MIT’s New Camera Drone System Uses AI to Frame a Shot

May 24, 2017 - 2 minutes read

Before drones, the stunning aerial shots in Hollywood movies were accomplished by a small crew in a helicopter. Even with the arrival of drones, crew members were still needed to plan the shots with painstaking precision and operate the drones. But researchers at MIT’s Computer Science and Artificial Intelligence Laboratory (CSAIL) have engineered a new autonomous drone system that would take the crew out of the picture. It’s another example of the seemingly limitless applications of drone technology (and AI) that internet of things app developers rave about.

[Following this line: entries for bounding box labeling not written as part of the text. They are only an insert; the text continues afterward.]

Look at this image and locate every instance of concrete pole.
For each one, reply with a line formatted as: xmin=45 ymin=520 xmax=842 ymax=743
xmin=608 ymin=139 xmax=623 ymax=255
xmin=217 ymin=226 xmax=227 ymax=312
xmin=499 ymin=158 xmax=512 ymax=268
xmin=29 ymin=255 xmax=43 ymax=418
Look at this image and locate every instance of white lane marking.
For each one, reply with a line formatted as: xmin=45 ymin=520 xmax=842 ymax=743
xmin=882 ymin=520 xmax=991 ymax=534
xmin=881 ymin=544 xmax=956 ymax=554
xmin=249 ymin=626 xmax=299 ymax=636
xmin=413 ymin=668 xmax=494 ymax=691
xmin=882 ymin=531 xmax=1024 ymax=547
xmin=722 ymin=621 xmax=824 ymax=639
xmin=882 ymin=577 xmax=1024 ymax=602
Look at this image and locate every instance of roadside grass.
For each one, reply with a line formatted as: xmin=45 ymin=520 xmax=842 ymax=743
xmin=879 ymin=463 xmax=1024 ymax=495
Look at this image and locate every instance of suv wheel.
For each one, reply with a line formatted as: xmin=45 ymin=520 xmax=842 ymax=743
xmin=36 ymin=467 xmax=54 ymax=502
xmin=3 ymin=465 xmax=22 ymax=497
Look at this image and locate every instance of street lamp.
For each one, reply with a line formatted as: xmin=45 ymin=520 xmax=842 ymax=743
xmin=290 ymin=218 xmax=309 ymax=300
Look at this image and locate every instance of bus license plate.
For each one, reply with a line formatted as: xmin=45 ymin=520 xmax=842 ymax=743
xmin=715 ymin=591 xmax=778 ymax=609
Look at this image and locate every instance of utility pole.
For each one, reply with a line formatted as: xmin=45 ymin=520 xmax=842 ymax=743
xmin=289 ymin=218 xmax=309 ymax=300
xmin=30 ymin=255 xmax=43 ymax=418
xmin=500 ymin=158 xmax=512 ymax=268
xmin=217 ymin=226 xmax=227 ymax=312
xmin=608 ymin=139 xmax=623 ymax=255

With CSAIL’s so-called “real-time motion planning for aerial videography,” a director can dial in the specs for a shot and trust the drones to capture the footage needed. Filmmakers input the subject they want filmed and how they want it framed, and the drones adjust in real-time to keep the subjects in the shot, all while avoiding collisions. The system achieves this by estimating the speeds of moving objects in the environment 50 times per second, which allows it to anticipate potential obstacles and change trajectory as needed. This level of control is an innovation that should really inspire IoT app developers.

The system may not be ready for elaborate, large-scale productions quite yet, but what MIT’s team has accomplished so far is very promising. In tests, the researchers were able to keep three subjects in frame at a time. Mobile app developers might not that there are drones on the market with similar object recognition and tracking features, but these consumer models lack the level of control required for professional filmmaking. Although cinematographers and camera operators aren’t in danger of losing their jobs just yet, MIT’s new rig is a step toward changing the way films are shot. Their new drone system will be demoed at the International Conference on Robotics and Automation later this month.